Between Good Narrative And Good Governance

By David Lewis

There is a chasm between good narrative and good governance.

Barack Obama had a story to tell, about himself, when he ran for president in 2008. That personal narrative, along with a war-weary electorate, devotional support from media elites and the winds of economic collapse at his back, served to get him elected. But good narrative will take you only so far.

Now that he’s been President of the United States for nearly six years, Mr. Obama cannot simply rely on storytelling, much as he’d like to. As president, one must govern. This involves negotiating with one’s political opposition, much as Reagan, Clinton and other presidents have done, simply in order to get something accomplished. For that Mr. Obama is most poorly equipped.

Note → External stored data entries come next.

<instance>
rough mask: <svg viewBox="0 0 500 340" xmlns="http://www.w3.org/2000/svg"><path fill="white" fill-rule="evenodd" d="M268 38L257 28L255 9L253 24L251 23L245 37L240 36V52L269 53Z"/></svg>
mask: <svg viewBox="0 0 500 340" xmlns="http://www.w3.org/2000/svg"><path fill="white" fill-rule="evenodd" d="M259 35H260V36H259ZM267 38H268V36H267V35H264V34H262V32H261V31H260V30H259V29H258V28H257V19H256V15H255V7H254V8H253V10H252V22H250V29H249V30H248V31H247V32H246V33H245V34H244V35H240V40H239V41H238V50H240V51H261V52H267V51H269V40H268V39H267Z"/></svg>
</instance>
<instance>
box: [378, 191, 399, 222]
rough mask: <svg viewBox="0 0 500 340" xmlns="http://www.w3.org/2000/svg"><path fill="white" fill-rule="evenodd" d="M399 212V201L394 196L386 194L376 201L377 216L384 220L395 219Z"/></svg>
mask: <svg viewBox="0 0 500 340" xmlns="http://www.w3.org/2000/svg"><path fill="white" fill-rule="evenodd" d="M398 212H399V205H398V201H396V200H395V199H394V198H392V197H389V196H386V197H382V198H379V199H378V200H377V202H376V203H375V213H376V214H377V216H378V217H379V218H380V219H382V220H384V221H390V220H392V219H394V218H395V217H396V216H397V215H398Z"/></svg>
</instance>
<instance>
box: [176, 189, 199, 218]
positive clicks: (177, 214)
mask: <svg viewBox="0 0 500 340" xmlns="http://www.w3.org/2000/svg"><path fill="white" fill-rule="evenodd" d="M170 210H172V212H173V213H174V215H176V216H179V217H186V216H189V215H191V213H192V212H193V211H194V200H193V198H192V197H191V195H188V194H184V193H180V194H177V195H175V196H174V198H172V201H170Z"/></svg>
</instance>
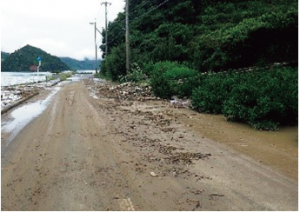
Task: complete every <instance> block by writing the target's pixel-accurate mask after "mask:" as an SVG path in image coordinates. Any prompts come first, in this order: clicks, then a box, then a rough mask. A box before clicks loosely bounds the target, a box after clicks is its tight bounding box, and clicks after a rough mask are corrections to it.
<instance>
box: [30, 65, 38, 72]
mask: <svg viewBox="0 0 300 212" xmlns="http://www.w3.org/2000/svg"><path fill="white" fill-rule="evenodd" d="M29 70H30V71H37V66H36V65H31V66H29Z"/></svg>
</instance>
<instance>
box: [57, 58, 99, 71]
mask: <svg viewBox="0 0 300 212" xmlns="http://www.w3.org/2000/svg"><path fill="white" fill-rule="evenodd" d="M60 59H61V61H63V62H64V63H66V64H67V65H68V66H69V67H70V68H71V69H74V70H94V69H95V60H89V59H87V58H86V59H84V60H75V59H73V58H70V57H60ZM98 64H101V61H100V60H98ZM98 70H99V65H98Z"/></svg>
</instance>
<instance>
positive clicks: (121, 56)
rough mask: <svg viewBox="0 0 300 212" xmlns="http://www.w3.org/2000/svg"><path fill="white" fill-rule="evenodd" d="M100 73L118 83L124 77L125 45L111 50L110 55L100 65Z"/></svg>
mask: <svg viewBox="0 0 300 212" xmlns="http://www.w3.org/2000/svg"><path fill="white" fill-rule="evenodd" d="M102 71H103V73H105V75H106V76H107V77H109V78H111V79H112V80H113V81H118V80H119V79H120V77H122V76H125V75H126V54H125V45H120V46H118V47H113V48H112V50H111V54H109V55H108V56H107V57H106V58H105V60H104V63H102V65H101V72H102Z"/></svg>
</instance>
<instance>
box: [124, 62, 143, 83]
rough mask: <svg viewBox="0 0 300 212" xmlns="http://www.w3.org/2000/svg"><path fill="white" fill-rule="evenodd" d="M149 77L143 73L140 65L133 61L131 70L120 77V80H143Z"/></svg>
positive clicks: (127, 80) (141, 80)
mask: <svg viewBox="0 0 300 212" xmlns="http://www.w3.org/2000/svg"><path fill="white" fill-rule="evenodd" d="M147 79H148V77H147V75H146V74H144V73H143V71H142V70H141V68H140V67H139V65H138V64H137V63H133V64H132V66H131V70H130V72H129V73H127V74H126V75H125V76H122V77H120V82H141V81H144V80H147Z"/></svg>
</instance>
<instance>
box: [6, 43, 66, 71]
mask: <svg viewBox="0 0 300 212" xmlns="http://www.w3.org/2000/svg"><path fill="white" fill-rule="evenodd" d="M38 57H41V59H42V65H41V68H40V71H43V72H45V71H49V72H57V71H64V70H69V69H70V68H69V67H68V66H67V65H66V64H65V63H63V62H62V61H61V60H60V59H59V58H58V57H56V56H52V55H50V54H48V53H47V52H45V51H43V50H41V49H39V48H36V47H33V46H30V45H26V46H25V47H23V48H21V49H19V50H17V51H15V52H14V53H12V54H10V55H9V56H8V57H7V58H6V59H5V60H4V61H3V62H1V71H3V72H26V71H30V66H32V65H36V66H37V65H38V61H37V58H38Z"/></svg>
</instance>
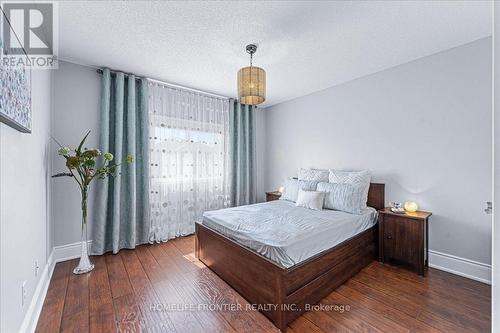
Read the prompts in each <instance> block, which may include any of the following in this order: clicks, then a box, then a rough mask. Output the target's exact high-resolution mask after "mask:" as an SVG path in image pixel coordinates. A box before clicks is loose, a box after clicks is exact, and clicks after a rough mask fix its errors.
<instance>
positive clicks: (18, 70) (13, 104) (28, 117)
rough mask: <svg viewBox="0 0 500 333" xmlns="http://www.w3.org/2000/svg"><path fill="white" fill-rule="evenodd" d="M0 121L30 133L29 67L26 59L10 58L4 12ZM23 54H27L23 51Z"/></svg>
mask: <svg viewBox="0 0 500 333" xmlns="http://www.w3.org/2000/svg"><path fill="white" fill-rule="evenodd" d="M0 15H1V16H2V17H1V18H2V21H3V22H1V23H2V24H0V27H1V28H0V52H1V54H0V122H3V123H5V124H6V125H9V126H11V127H13V128H15V129H16V130H18V131H20V132H24V133H31V68H30V67H29V66H26V65H25V64H26V63H28V62H26V61H22V62H15V61H8V60H9V59H10V57H8V56H9V54H8V53H7V49H8V48H7V47H4V44H3V40H4V38H3V36H4V34H3V33H4V31H5V29H6V27H8V28H9V29H10V25H9V23H8V21H7V20H6V18H5V16H4V13H3V12H2V13H1V14H0ZM23 56H26V57H28V56H27V54H26V53H25V54H24V55H23Z"/></svg>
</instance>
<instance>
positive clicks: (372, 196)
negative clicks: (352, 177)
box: [367, 183, 385, 210]
mask: <svg viewBox="0 0 500 333" xmlns="http://www.w3.org/2000/svg"><path fill="white" fill-rule="evenodd" d="M367 205H368V207H373V208H375V209H377V210H379V209H383V208H385V184H379V183H370V189H369V190H368V201H367Z"/></svg>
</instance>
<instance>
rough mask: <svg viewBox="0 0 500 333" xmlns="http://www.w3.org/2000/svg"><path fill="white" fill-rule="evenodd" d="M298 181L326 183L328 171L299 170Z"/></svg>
mask: <svg viewBox="0 0 500 333" xmlns="http://www.w3.org/2000/svg"><path fill="white" fill-rule="evenodd" d="M297 176H298V178H299V180H313V181H317V182H328V177H329V176H330V171H329V170H322V169H304V168H301V169H299V171H298V172H297Z"/></svg>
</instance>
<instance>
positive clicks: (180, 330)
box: [36, 236, 491, 333]
mask: <svg viewBox="0 0 500 333" xmlns="http://www.w3.org/2000/svg"><path fill="white" fill-rule="evenodd" d="M193 252H194V237H193V236H190V237H183V238H178V239H176V240H173V241H169V242H167V243H163V244H155V245H143V246H139V247H138V248H137V249H135V250H122V251H120V253H119V254H117V255H111V254H108V255H104V256H98V257H93V258H92V260H93V261H94V263H95V265H96V268H95V269H94V271H92V272H91V273H89V274H85V275H74V274H72V273H71V270H72V269H73V267H74V266H76V264H77V261H76V260H73V261H67V262H63V263H59V264H57V265H56V267H55V270H54V274H53V276H52V280H51V282H50V286H49V290H48V292H47V297H46V299H45V302H44V305H43V309H42V313H41V315H40V319H39V321H38V325H37V328H36V331H37V332H48V333H53V332H71V333H73V332H106V333H108V332H190V333H191V332H278V330H277V329H276V328H275V327H274V326H273V325H272V324H271V322H270V321H268V320H267V319H266V318H265V317H264V316H263V315H262V314H260V313H259V312H257V311H256V310H255V309H252V308H251V307H250V306H249V304H248V302H247V301H246V300H245V299H243V298H242V297H241V296H240V295H238V294H237V293H236V292H235V291H234V290H232V289H231V288H230V287H229V286H228V285H227V284H226V283H225V282H224V281H222V280H221V279H220V278H219V277H217V276H216V275H215V274H214V273H213V272H212V271H210V270H209V269H207V268H206V267H204V266H203V264H201V263H200V262H199V261H197V260H196V259H195V258H194V253H193ZM174 307H175V308H174ZM490 320H491V314H490V286H488V285H485V284H482V283H479V282H476V281H472V280H468V279H465V278H462V277H459V276H455V275H452V274H449V273H445V272H442V271H439V270H435V269H432V268H431V269H429V271H428V272H427V274H426V277H425V278H422V277H420V276H418V275H416V274H415V273H411V272H408V271H405V270H402V269H399V268H396V267H393V266H388V265H382V264H380V263H378V262H375V261H374V262H373V263H371V264H370V265H369V266H367V267H366V268H365V269H363V270H362V271H361V272H360V273H358V274H357V275H356V276H355V277H353V278H352V279H350V280H349V281H347V282H346V283H345V284H343V285H342V286H341V287H339V288H338V289H337V290H336V291H334V292H333V293H331V294H330V295H329V296H328V297H326V298H325V299H323V300H322V301H321V303H320V306H318V307H316V308H315V309H313V310H312V311H309V312H307V313H305V314H304V315H303V316H301V317H300V318H298V319H297V320H295V321H294V322H293V323H291V324H290V326H289V328H288V331H289V332H292V333H302V332H315V333H323V332H391V333H392V332H395V333H397V332H489V331H490Z"/></svg>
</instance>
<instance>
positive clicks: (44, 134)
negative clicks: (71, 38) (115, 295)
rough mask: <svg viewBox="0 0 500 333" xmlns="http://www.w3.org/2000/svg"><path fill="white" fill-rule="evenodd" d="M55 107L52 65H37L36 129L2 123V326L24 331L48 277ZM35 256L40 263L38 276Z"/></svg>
mask: <svg viewBox="0 0 500 333" xmlns="http://www.w3.org/2000/svg"><path fill="white" fill-rule="evenodd" d="M50 110H51V71H50V70H33V71H32V112H33V118H32V120H33V123H32V128H33V132H32V133H31V134H24V133H20V132H18V131H16V130H14V129H12V128H10V127H8V126H6V125H4V124H0V237H1V248H0V252H1V253H0V270H1V272H0V276H1V286H0V294H1V304H0V331H1V332H19V331H20V329H21V324H22V322H23V318H24V316H25V314H26V313H27V312H28V309H29V307H30V303H31V300H32V298H33V296H34V295H35V293H36V289H37V286H39V284H40V282H43V280H44V279H45V280H46V279H47V278H48V276H47V275H48V270H47V269H46V266H47V260H48V258H49V255H50V252H49V251H47V250H48V249H50V248H51V244H50V241H51V240H50V226H49V218H48V216H49V199H50V196H49V193H50V191H49V190H50V188H49V178H48V177H49V176H50V175H49V172H50V169H49V159H50V157H49V156H50V151H49V144H50V142H49V138H50ZM35 260H36V261H38V263H39V265H40V270H39V272H38V275H37V276H35V264H34V263H35ZM44 269H46V270H45V271H44ZM23 281H26V288H27V297H26V301H25V303H24V306H22V305H21V303H22V301H21V285H22V283H23Z"/></svg>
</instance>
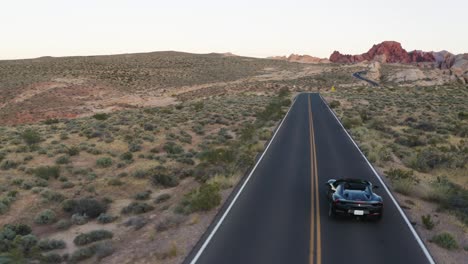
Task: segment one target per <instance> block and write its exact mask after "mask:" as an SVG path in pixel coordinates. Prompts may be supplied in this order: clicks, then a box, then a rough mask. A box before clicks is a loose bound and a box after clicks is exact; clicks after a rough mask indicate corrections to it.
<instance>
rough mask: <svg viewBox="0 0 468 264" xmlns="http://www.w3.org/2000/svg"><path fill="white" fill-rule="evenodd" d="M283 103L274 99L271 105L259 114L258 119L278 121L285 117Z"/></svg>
mask: <svg viewBox="0 0 468 264" xmlns="http://www.w3.org/2000/svg"><path fill="white" fill-rule="evenodd" d="M281 107H282V103H281V101H280V100H278V99H277V98H274V99H273V100H271V101H270V103H269V104H268V105H267V106H266V107H265V108H264V109H263V110H262V111H260V112H257V114H256V117H257V119H258V120H260V121H263V122H265V121H270V120H272V121H276V120H278V119H280V118H281V117H282V116H283V110H282V108H281Z"/></svg>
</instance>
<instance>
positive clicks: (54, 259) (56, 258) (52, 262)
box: [40, 253, 64, 264]
mask: <svg viewBox="0 0 468 264" xmlns="http://www.w3.org/2000/svg"><path fill="white" fill-rule="evenodd" d="M40 260H41V263H44V264H45V263H47V264H59V263H62V261H63V260H64V259H63V258H62V256H60V254H58V253H48V254H44V255H42V257H41V258H40Z"/></svg>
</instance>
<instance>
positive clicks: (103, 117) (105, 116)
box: [93, 113, 109, 120]
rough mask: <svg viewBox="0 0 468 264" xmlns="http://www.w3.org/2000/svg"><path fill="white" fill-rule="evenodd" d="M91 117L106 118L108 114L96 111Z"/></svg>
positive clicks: (102, 118)
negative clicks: (97, 112) (95, 112)
mask: <svg viewBox="0 0 468 264" xmlns="http://www.w3.org/2000/svg"><path fill="white" fill-rule="evenodd" d="M93 118H94V119H96V120H106V119H108V118H109V115H108V114H106V113H98V114H95V115H93Z"/></svg>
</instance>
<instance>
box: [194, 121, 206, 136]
mask: <svg viewBox="0 0 468 264" xmlns="http://www.w3.org/2000/svg"><path fill="white" fill-rule="evenodd" d="M192 130H193V132H195V133H196V134H197V135H203V134H205V130H204V128H203V125H202V124H195V125H193V126H192Z"/></svg>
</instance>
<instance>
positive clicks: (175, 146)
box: [163, 141, 184, 154]
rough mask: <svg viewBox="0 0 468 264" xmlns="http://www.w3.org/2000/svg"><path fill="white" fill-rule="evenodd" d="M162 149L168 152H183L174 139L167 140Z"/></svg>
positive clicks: (181, 152)
mask: <svg viewBox="0 0 468 264" xmlns="http://www.w3.org/2000/svg"><path fill="white" fill-rule="evenodd" d="M163 149H164V150H165V151H166V152H167V153H169V154H180V153H183V152H184V149H183V148H182V147H181V146H179V145H177V144H176V143H175V142H174V141H167V142H166V144H164V147H163Z"/></svg>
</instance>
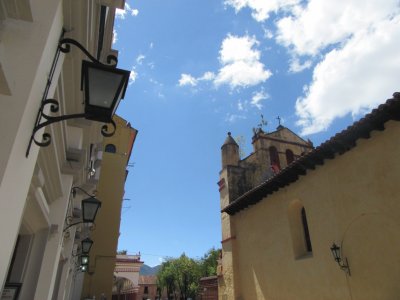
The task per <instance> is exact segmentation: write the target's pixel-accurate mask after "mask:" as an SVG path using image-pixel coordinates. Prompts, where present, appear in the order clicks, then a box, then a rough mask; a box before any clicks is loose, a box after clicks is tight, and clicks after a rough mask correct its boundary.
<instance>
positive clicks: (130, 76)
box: [129, 69, 138, 84]
mask: <svg viewBox="0 0 400 300" xmlns="http://www.w3.org/2000/svg"><path fill="white" fill-rule="evenodd" d="M137 77H138V73H137V72H136V71H135V69H132V70H131V74H130V75H129V84H132V83H134V82H135V81H136V78H137Z"/></svg>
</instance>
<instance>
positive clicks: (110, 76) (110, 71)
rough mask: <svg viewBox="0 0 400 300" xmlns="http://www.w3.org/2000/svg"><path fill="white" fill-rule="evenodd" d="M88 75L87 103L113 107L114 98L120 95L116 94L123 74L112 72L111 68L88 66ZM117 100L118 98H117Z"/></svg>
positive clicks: (90, 104)
mask: <svg viewBox="0 0 400 300" xmlns="http://www.w3.org/2000/svg"><path fill="white" fill-rule="evenodd" d="M88 76H89V99H88V101H89V104H90V105H93V106H98V107H104V108H110V109H113V107H112V105H113V104H114V102H113V101H114V98H115V97H116V96H118V98H120V97H121V95H120V94H121V93H119V95H116V94H117V91H118V88H119V86H120V85H121V81H122V80H123V74H118V73H114V72H112V71H111V70H110V71H107V70H103V69H97V68H93V67H89V68H88ZM117 100H118V99H117Z"/></svg>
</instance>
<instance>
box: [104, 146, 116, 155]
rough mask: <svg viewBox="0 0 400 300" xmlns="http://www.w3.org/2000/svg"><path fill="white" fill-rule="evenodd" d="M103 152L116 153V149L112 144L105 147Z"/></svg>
mask: <svg viewBox="0 0 400 300" xmlns="http://www.w3.org/2000/svg"><path fill="white" fill-rule="evenodd" d="M104 151H105V152H109V153H115V152H117V148H116V147H115V145H113V144H107V145H106V147H105V148H104Z"/></svg>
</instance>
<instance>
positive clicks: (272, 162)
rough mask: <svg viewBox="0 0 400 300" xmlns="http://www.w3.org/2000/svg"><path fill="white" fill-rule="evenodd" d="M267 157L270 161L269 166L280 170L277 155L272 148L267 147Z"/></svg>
mask: <svg viewBox="0 0 400 300" xmlns="http://www.w3.org/2000/svg"><path fill="white" fill-rule="evenodd" d="M269 157H270V160H271V165H276V166H278V168H279V169H280V168H281V164H280V162H279V154H278V151H277V150H276V148H275V147H274V146H271V147H269Z"/></svg>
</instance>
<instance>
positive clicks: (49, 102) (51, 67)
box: [25, 34, 118, 157]
mask: <svg viewBox="0 0 400 300" xmlns="http://www.w3.org/2000/svg"><path fill="white" fill-rule="evenodd" d="M62 36H63V34H62ZM71 45H74V46H76V47H77V48H78V49H79V50H81V51H82V52H83V53H84V54H85V55H86V56H87V57H88V58H89V59H90V60H91V61H92V62H93V63H96V64H99V65H103V66H107V67H112V68H115V67H116V66H117V63H118V59H117V57H116V56H114V55H108V56H107V64H104V63H102V62H100V61H99V60H97V59H96V58H95V57H94V56H92V55H91V54H90V53H89V52H88V51H87V50H86V49H85V47H83V46H82V44H80V43H79V42H77V41H76V40H74V39H71V38H62V39H60V41H59V43H58V47H57V51H56V54H55V57H54V59H53V63H52V66H51V69H50V73H49V77H48V80H47V84H46V88H45V91H44V93H43V97H42V102H41V104H40V108H39V111H38V114H37V116H36V122H35V126H34V128H33V131H32V135H31V138H30V140H29V144H28V148H27V150H26V153H25V156H26V157H28V156H29V151H30V148H31V146H32V142H34V143H35V144H36V145H37V146H39V147H47V146H49V145H50V143H51V135H50V134H49V133H43V134H42V136H41V139H40V140H38V139H36V137H35V135H36V133H37V132H38V131H39V130H40V129H42V128H43V127H46V126H47V125H50V124H53V123H57V122H60V121H64V120H69V119H76V118H85V117H86V114H85V113H77V114H71V115H62V116H54V115H51V114H55V113H57V112H58V111H59V107H60V105H59V102H58V101H57V100H56V99H47V95H48V92H49V89H50V86H51V83H52V80H53V76H54V72H55V69H56V66H57V62H58V59H59V56H60V52H62V53H69V52H70V51H71ZM48 106H50V109H49V112H50V114H47V109H46V107H48ZM109 124H111V127H112V128H109V126H108V124H104V125H103V126H102V128H101V134H102V135H103V136H105V137H110V136H112V135H113V134H114V133H115V130H116V124H115V122H114V121H113V120H112V119H111V120H110V122H109Z"/></svg>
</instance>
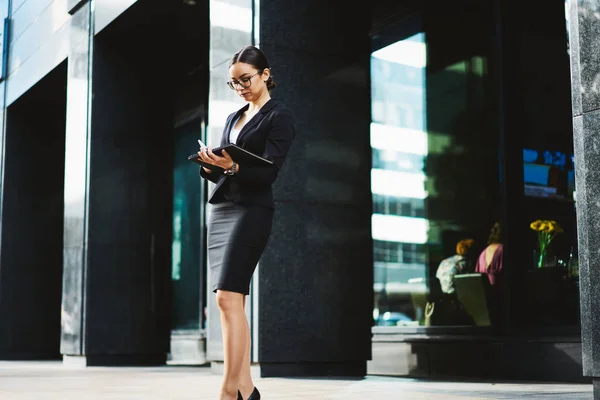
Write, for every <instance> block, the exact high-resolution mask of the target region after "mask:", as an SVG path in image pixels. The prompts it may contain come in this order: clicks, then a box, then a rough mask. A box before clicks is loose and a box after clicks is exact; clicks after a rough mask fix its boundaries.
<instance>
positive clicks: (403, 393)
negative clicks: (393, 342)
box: [0, 362, 593, 400]
mask: <svg viewBox="0 0 600 400" xmlns="http://www.w3.org/2000/svg"><path fill="white" fill-rule="evenodd" d="M219 383H220V376H219V375H216V374H213V373H211V371H210V369H209V368H205V367H197V368H194V367H180V366H167V367H161V368H96V367H94V368H85V369H82V368H73V367H66V366H64V365H63V364H62V363H60V362H0V399H1V400H25V399H27V400H46V399H53V400H55V399H61V400H75V399H76V400H96V399H98V400H100V399H102V400H105V399H135V400H137V399H144V400H159V399H160V400H184V399H185V400H192V399H196V400H216V399H217V391H218V387H219ZM255 383H256V386H257V387H258V388H259V389H260V391H261V393H262V395H263V396H262V397H263V399H265V400H291V399H297V400H299V399H307V398H309V399H313V400H320V399H324V400H325V399H350V400H358V399H361V400H362V399H369V400H371V399H373V400H384V399H397V400H469V399H470V400H490V399H530V400H538V399H546V400H591V399H592V398H593V396H592V386H591V385H565V384H525V383H520V384H512V383H496V384H490V383H466V382H440V381H423V380H412V379H403V378H385V377H374V376H372V377H371V376H370V377H367V378H365V379H360V380H344V379H282V378H263V379H261V378H257V379H256V382H255Z"/></svg>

He has not, for example, sought congressional authorization to drop bombs in Libya, Syria or Iraq — something George W. Bush did before initiating hostilities in Iraq and Afghanistan.

Mr. Obama treats congressional Republicans as ‘the enemy,’ instead of like potential partners in addressing America’s domestic and international challenges. He has refused to step into true governance, for fear of getting his shoes dirty. Instead, his approach has been to hop via Air Force One from stump to stump, giving ‘event speeches’ full of campaign-style castigation and bromides, designed to tear down his perceived enemies and build up himself. Hoping that somehow, with still loyal media elites protecting him, he can overcome the harsh laws of economics and the body politic – otherwise known as ‘reality.’

That’s not governance. It’s propaganda. And it’s no way to run a country.